Puis surgissent à leurs côtés des hommes de science laïcs : mais, au moins jusqu’en 1900, très largement chrétiens. Rappelons que c’est par ses qualités d’astronome que Matteo Ricci se fit accepter parmi les mandarins à la Cour de Pékin. Rappelons que l’Église, ne jouissant pourtant plus des États pontificaux, continue d’entretenir une Académie Pontificale des Sciences qui est, au monde, celle qui comporte le plus grand nombre de prix Nobel.
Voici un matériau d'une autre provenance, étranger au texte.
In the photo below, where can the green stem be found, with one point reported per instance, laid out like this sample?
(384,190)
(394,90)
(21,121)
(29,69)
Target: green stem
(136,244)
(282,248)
Certes, la majorité des membres y sont aujourd’hui des incroyants, mais ce fait déplorable n’en démontre que mieux la considération pour la science elle-même des Papes qui se sont succédés depuis Pie IX12. Une question demeure toutefois : cette science contemporaine, désormais portée par des esprits religieusement souvent incultes, parfois mus par des considérations de vanité et d’influence, dépendant pour leurs recherches de financiers intéressés, cette science donc continue-t-elle d’apporter les mêmes fruits libérateurs au service des humbles ?
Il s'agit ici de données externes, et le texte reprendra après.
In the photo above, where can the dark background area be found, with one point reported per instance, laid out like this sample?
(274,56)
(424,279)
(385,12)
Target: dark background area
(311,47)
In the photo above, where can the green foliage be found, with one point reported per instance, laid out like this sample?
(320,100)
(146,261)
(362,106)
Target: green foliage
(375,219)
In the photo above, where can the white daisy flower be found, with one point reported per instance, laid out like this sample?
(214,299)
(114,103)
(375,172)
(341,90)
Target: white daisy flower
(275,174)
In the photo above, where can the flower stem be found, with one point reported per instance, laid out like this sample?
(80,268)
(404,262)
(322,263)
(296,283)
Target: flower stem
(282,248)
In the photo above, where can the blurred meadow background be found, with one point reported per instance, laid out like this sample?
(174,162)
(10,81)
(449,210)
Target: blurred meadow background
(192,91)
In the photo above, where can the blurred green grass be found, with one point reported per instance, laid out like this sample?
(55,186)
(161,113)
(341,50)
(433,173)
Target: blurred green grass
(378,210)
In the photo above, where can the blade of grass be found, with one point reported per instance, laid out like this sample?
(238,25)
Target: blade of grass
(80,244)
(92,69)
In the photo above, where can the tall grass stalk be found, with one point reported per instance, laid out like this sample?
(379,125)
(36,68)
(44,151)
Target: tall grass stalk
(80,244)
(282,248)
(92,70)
1 Une version abrégée de cet article a été publiée dans la revue Civitas n°66, décembre 2017.

2 C’est-à-dire à un savant, dans le langage de l’époque.
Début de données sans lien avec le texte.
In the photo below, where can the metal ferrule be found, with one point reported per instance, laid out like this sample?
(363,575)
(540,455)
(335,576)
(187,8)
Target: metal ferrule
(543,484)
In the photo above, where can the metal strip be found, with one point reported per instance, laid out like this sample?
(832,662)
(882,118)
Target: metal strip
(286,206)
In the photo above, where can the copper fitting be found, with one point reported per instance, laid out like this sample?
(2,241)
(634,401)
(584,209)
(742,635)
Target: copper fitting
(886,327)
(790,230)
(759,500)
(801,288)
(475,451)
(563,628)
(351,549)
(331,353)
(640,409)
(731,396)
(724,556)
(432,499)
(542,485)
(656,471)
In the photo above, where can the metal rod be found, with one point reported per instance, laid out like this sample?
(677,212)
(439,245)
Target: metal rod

3 Sa fille était religieuse. C’est d’ailleurs elle qui fut chargée d’exécuter l’effroyable peine à laquelle il avait été condamné : lire une fois par semaine les sept Psaumes de la pénitence !

4 C’est ce que le célèbre paléontologiste américain Stephen Jay Gould a théorisé en 1997 comme constituant le « principe des NOMA », de l’anglais « Non Overlapping Magisteria » : « pas de recouvrement entre le magistère de la science et le magistère de la religion. »

5 J. NEEDHAM, La Science chinoise et l’Occident. Misères et succès de la tradition scientifique chinoise, Paris, Seuil, 1973, p. 37.

6 Cité par A. KŒSTLER, Les Somnambules. Essai sur l’histoire des conceptions de l’univers, Paris, Calmann-Lévy, 1960, cité dans la rééd. 1985, p. 276.

7 Toutes ces indications historiques sont tirées de J. GUIMPEL, La Révolution industrielle du Moyen Âge, Paris, Seuil, 1975, p. 13 sq.

8 A. EYMIEU, La Part des croyants dans les progrès de la science au XIXe siècle, Paris, Perrin, 1920, t. II, p. 274-279.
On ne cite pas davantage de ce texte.